22. L’administration fiscale a assorti les rehaussements relatifs aux bénéfices non commerciaux imposés entre les mains de Mme C… de la majoration prévue par le a. de l’article 1729 du code général des impôts. Elle a relevé que Mme C… ne pouvait ignorer qu’elle aurait dû déclarer ces sommes au titre de l’impôt sur le revenu compte tenu de la régularité et du montant des sommes créditées sur son compte bancaire et de la circonstance qu’elle a utilisé ces sommes pour financer son train de vie. Compte tenu de ces éléments, qui permettent d’établir tant la réalité du manquement que son caractère délibéré, c’est à bon droit que l’administration fiscale a fait application de la majoration prévue par les dispositions du a. de l’article 1729 du code général des impôts lorsque le manquement délibéré est établi, et a donc assorti les cotisations supplémentaires d’impôt sur le revenu de la majoration au taux de 40 % prévue par ces dispositions.

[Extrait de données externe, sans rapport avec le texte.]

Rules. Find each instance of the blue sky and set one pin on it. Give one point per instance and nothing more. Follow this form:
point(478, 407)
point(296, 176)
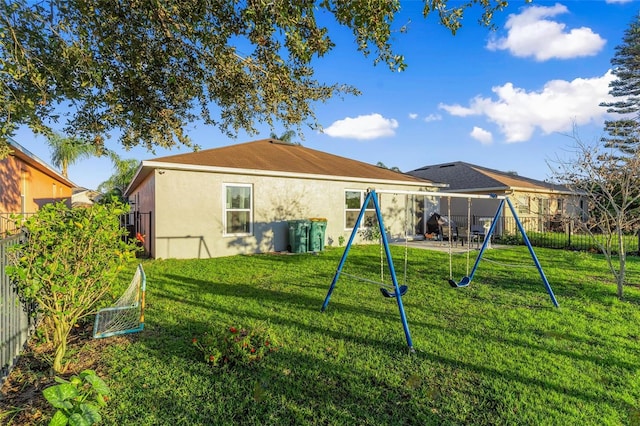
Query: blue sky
point(506, 99)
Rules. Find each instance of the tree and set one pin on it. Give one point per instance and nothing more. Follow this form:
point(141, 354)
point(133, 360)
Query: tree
point(124, 172)
point(67, 150)
point(611, 186)
point(624, 133)
point(394, 168)
point(285, 137)
point(148, 69)
point(67, 264)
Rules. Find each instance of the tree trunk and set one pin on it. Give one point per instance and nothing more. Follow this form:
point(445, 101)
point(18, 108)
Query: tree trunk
point(622, 265)
point(60, 334)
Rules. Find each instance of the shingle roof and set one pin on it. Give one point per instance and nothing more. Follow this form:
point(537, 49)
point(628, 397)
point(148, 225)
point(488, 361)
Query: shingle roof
point(463, 176)
point(277, 156)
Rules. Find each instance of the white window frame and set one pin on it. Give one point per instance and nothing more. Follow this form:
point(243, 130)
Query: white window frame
point(363, 194)
point(524, 204)
point(226, 209)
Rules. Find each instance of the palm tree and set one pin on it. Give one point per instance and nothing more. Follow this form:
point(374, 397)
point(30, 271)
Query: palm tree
point(124, 171)
point(66, 150)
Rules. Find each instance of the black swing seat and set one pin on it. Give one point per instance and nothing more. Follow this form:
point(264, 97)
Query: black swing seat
point(464, 282)
point(386, 293)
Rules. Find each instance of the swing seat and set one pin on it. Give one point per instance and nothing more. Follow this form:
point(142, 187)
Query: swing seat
point(464, 282)
point(387, 293)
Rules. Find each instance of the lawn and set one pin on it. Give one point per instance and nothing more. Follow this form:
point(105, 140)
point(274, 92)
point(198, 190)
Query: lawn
point(496, 352)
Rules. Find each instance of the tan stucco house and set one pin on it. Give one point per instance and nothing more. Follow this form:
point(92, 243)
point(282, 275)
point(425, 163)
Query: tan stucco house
point(239, 199)
point(27, 183)
point(535, 201)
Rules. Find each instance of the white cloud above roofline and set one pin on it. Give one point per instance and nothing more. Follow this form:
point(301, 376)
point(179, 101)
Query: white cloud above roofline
point(557, 107)
point(526, 30)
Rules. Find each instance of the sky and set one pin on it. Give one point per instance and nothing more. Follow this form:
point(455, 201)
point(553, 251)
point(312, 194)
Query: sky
point(513, 98)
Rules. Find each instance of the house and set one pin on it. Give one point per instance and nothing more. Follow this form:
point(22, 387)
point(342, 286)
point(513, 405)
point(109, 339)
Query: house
point(28, 183)
point(538, 204)
point(242, 199)
point(83, 197)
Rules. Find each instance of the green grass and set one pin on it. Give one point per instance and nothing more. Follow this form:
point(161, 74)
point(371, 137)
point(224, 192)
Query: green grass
point(494, 353)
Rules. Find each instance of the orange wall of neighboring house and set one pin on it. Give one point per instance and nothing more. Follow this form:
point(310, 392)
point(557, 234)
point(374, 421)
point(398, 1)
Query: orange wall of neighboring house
point(19, 179)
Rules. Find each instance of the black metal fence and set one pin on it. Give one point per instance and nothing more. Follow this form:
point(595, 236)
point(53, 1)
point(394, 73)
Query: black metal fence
point(139, 228)
point(16, 321)
point(543, 231)
point(10, 223)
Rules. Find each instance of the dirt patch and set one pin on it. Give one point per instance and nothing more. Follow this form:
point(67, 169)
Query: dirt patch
point(21, 400)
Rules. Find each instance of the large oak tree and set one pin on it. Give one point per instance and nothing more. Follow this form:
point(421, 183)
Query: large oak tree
point(147, 68)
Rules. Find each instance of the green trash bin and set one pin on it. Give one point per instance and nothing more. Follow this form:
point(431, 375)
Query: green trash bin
point(316, 234)
point(299, 235)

23. Il résulte de ce qui précède que Mme C… est seulement fondée à soutenir que c’est à tort que, par le jugement attaqué, le tribunal administratif de Paris a rejeté sa demande tendant à la décharge des cotisations supplémentaires d’impôt sur le revenu et de contributions sociales auxquelles elle a été assujettie, à hauteur des sommes de 6 000 euros en 2009, de 148 500 euros en 2011, de 70 500 euros en 2012, et de 24 500 euros en 2013, imposées entre ses mains dans la catégorie des revenus de capitaux mobiliers, et des pénalités correspondantes.
Sur les frais liés à l’instance :
24. Les dispositions de l’article L. 761-1 du code de justice administrative font obstacle à ce que soit mis à la charge de l’Etat, qui n’est pas, pour l’essentiel, la partie perdante, le versement de la somme que Mme C… demande au titre des frais exposés par lui et non compris dans les dépens.
D É C I D E :
Article 1er : Il n’y a pas lieu de statuer sur les conclusions de la requête de Mme C… portant sur les cotisations supplémentaires d’impôt sur le revenu et de contributions sociales à concurrence du dégrèvement, accordé au titre des années 2009 à 2013 par la direction nationale des vérifications de situations fiscales, d’un montant total de 282 732 euros en droits et de 179 888 euros en pénalités.
Article 2 : La base d’imposition à l’impôt sur le revenu et aux contributions sociales de Mme C… est réduite de 6 000 euros au titre de l’année 2009, de 148 500 euros au titre de l’année 2011, de 70 500 euros au titre de l’année 2012, et de 24 500 euros au titre de l’année 2013.
Article 3 : Mme C… est déchargée des droits et pénalités correspondant à la réduction de base d’imposition définie à l’article 2 ci-dessus.
Article 4 : Le jugement n° 2203455 du 2 mai 2024 du tribunal administratif de Paris est réformé en ce qu’il a de contraire au présent arrêt.
Article 5 : Le surplus des conclusions de la requête de Mme C… est rejeté.
Article 6 : Le présent arrêt sera notifié à Mme A… C… et au ministre de l’action et des comptes publics.
Copie en sera adressée à la direction nationale des vérifications de situations fiscales.
Délibéré après l’audience du 12 mars 2026, où siégeaient :
- M. Barthez, président,
- Mme Milon, présidente assesseure,
- M. Aggiouri, premier conseiller.
Rendu public par mise à disposition au greffe, le 2 avril 2026.
Le rapporteur,
K. AGGIOURILe président,
A. BARTHEZ
La greffière,
D. SAID CHEIK
La République mande et ordonne au ministre de l’action et des comptes publics en ce qui le concerne ou à tous commissaires de justice à ce requis en ce qui concerne les voies de droit commun contre les parties privées, de pourvoir à l’exécution de la présente décision.